Mittlerweile hat sich die Situation natürlich grundlegend geändert. Aber dass Haneke heute in aller Munde ist und seine Filme in allen DVD-Regalen zu finden sind, hängt eben nicht damit zusammen, dass man sich tatsächlich so sehr für sein Werk interessieren würde – dafür wäre schon all die vielen Jahre zuvor Zeit gewesen. Die Preise sind es; die internationale Beachtung, die seine Filme finden; der Glamour von Cannes, von Goldenen Palmen und von Oscars – das alles hat Haneke bekanntgemacht und die mediale Haneke-Maschinerie in Gang gesetzt. Natürlich ist es erfreulich, dass damit seine Filme (eben zurück bis zum "Siebenten Kontinent") endlich auch auf DVD verfügbar wurden.

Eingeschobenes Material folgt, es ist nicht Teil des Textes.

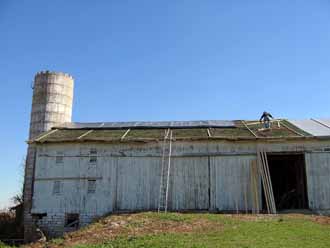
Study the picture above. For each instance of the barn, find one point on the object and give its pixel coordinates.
(76, 172)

Aber dennoch darf man nicht vergessen, wie der mediale Aufstieg zum "Starregisseur" und zu "Meisterfilmen" zustande­kommt:

Wenn eine Jury in Cannes oder Los Angeles auf den Filmemacher aufmerk­sam wird, dann gehört er automatisch zu den "Großen". Und je mehr Preise es werden, desto außerordentlicher das Genie des Regisseurs und die Qualität seiner Filme. Wäre diese Art von (glamouröser) Anerkennung ausgeblieben, so wären Haneke und sein Werk (trotz identischer inhaltlicher Qualität) hinsichtlich ihrer Wahrnehmung durch die Öffentlichkeit wohl weiterhin im gleichen Dornröschenschlaf wie noch vor 15 oder 20 Jahren.